LEMON POPPY SEED MUFFINS
List of Ingredients
- 1 1/3 CUPS FLOUR
- 2/3 CUPS SUGAR
- 2 TEASPOONS POPPY SEEDS
- 3/4 TEASPOON BAKING POWDER
- 1/4 TEASPOON BAKING SODA
- 1 BEATEN EGG
- 1/3 CUP SWEET BUTTER, MELTED
- 2 TEASPOONS FINELY SHREDDED LEMON PEEL
- 23 TABLESPOONS LEMON JUICE
- 1/2 CP BUTTERMILK
Instructions
- PREHEAT OVEN TO 375°. GREASE MUFFIN CUPS OR LINE WITH PAPER CUPS AND SET ASIDE.

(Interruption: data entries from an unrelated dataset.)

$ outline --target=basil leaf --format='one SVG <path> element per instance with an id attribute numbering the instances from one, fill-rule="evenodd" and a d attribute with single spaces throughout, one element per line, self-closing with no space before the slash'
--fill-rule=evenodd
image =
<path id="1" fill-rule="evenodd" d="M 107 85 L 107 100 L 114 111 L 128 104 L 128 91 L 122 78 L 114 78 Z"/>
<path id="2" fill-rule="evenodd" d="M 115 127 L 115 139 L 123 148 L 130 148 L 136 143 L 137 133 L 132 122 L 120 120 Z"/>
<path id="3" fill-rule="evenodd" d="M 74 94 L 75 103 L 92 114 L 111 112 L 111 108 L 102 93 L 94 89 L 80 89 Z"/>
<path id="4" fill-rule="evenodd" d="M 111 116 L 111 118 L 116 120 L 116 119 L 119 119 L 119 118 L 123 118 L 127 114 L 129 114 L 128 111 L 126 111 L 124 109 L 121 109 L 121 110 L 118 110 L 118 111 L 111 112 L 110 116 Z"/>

- IN A MEDIUM MIXING BOWL, STIR TOGETHER THE FLOUR, SUGAR, POPPY SEEDS, BAKING POWDER, AND BAKING SODA. MAKE A WELL IN THE CENTER OF DRY INGREDIENTS AND SET ASIDE.
- IN ANOTHER MEDIUM MIXING BOWL, COMBINE EGG, BUTTER, LEMON PEEL AND LEMON JUICE. ADD BUTTERMILK AND STIR UNTIL COMBINED.

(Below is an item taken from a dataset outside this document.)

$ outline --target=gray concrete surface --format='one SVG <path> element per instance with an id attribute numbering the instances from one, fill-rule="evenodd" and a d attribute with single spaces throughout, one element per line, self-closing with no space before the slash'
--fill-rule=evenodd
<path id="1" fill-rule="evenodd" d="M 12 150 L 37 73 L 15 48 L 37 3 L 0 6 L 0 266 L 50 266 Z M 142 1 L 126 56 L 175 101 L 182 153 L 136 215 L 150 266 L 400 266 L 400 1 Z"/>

- ADD EGG MIXTURE ALL AT ONCE TO THE DRY INGREDIENTS. STIR JUST UNTIL MOISTENED, BATTER WILL BE SLIGHTLY LUMPY.
- SPOON BATTER INTO PREPARED MUFFIN CUPS, FILLING 2/3 FULL.

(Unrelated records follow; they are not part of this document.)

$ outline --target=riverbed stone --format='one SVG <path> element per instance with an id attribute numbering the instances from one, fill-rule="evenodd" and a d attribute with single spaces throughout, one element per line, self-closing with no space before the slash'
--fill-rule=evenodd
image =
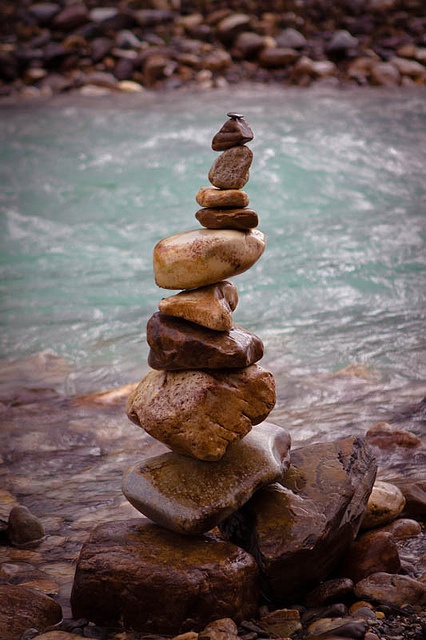
<path id="1" fill-rule="evenodd" d="M 148 520 L 94 529 L 77 563 L 75 618 L 176 635 L 256 613 L 258 570 L 250 554 L 214 537 L 184 536 Z"/>
<path id="2" fill-rule="evenodd" d="M 372 573 L 398 573 L 400 569 L 393 536 L 385 531 L 371 531 L 359 536 L 351 546 L 341 573 L 357 583 Z"/>
<path id="3" fill-rule="evenodd" d="M 241 369 L 263 357 L 263 343 L 241 327 L 214 331 L 160 311 L 148 320 L 148 364 L 153 369 Z"/>
<path id="4" fill-rule="evenodd" d="M 167 447 L 219 460 L 228 445 L 266 420 L 276 399 L 273 375 L 243 369 L 150 371 L 127 402 L 127 415 Z"/>
<path id="5" fill-rule="evenodd" d="M 162 313 L 195 322 L 214 331 L 229 331 L 234 324 L 232 312 L 237 304 L 237 287 L 233 282 L 223 280 L 163 298 L 158 308 Z"/>
<path id="6" fill-rule="evenodd" d="M 426 605 L 426 583 L 399 574 L 379 572 L 355 585 L 355 595 L 391 607 Z"/>
<path id="7" fill-rule="evenodd" d="M 241 189 L 201 187 L 195 196 L 200 207 L 247 207 L 248 195 Z"/>
<path id="8" fill-rule="evenodd" d="M 62 608 L 29 587 L 0 584 L 0 638 L 18 640 L 27 629 L 46 629 L 62 619 Z"/>
<path id="9" fill-rule="evenodd" d="M 224 151 L 253 140 L 253 131 L 242 116 L 230 118 L 213 136 L 213 151 Z"/>
<path id="10" fill-rule="evenodd" d="M 294 602 L 336 568 L 359 530 L 376 470 L 362 438 L 301 447 L 279 482 L 221 523 L 257 559 L 272 602 Z"/>
<path id="11" fill-rule="evenodd" d="M 123 493 L 141 513 L 166 529 L 205 533 L 239 509 L 261 486 L 288 468 L 290 436 L 269 422 L 232 443 L 212 464 L 165 453 L 129 467 Z"/>
<path id="12" fill-rule="evenodd" d="M 253 151 L 246 145 L 226 149 L 214 161 L 208 178 L 219 189 L 242 189 L 249 179 Z"/>
<path id="13" fill-rule="evenodd" d="M 363 529 L 373 529 L 388 524 L 404 510 L 405 498 L 402 491 L 391 484 L 376 480 L 361 522 Z"/>
<path id="14" fill-rule="evenodd" d="M 205 207 L 195 214 L 198 222 L 207 229 L 253 229 L 259 224 L 256 211 L 243 209 L 218 209 Z"/>
<path id="15" fill-rule="evenodd" d="M 163 289 L 196 289 L 215 284 L 250 269 L 265 246 L 265 236 L 258 229 L 195 229 L 178 233 L 154 247 L 155 281 Z"/>
<path id="16" fill-rule="evenodd" d="M 43 523 L 24 505 L 14 506 L 9 514 L 8 536 L 20 548 L 37 546 L 45 537 Z"/>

- BAKE 15 MINUTE OR UNTIL LIGHTLY GOLDEN. REMOVE FROM OVEN AND ALLOW TO COOL FOR 5 MINUTES. THEN REMOVE MUFFINS FROM MUFFIN CUPS AND COOL COMPLETELY ON A WIRE RACK, OR SERVE WARM.
- NOTE: IF USING GIANT MUFFIN PANS, BAKE AT 375° FOR ABOUT 25 MINUTES.
- THESE MUFFINS CAN BE FROZEN UP TO 3 MONTHS. BEFORE SERVING, WRAP FROZEN MUFFINS IN FOIL AND BAKE IN A 300° OVEN FOR 15 TO 18 MINUTES OR UNTIL MUFFINS ARE WARM.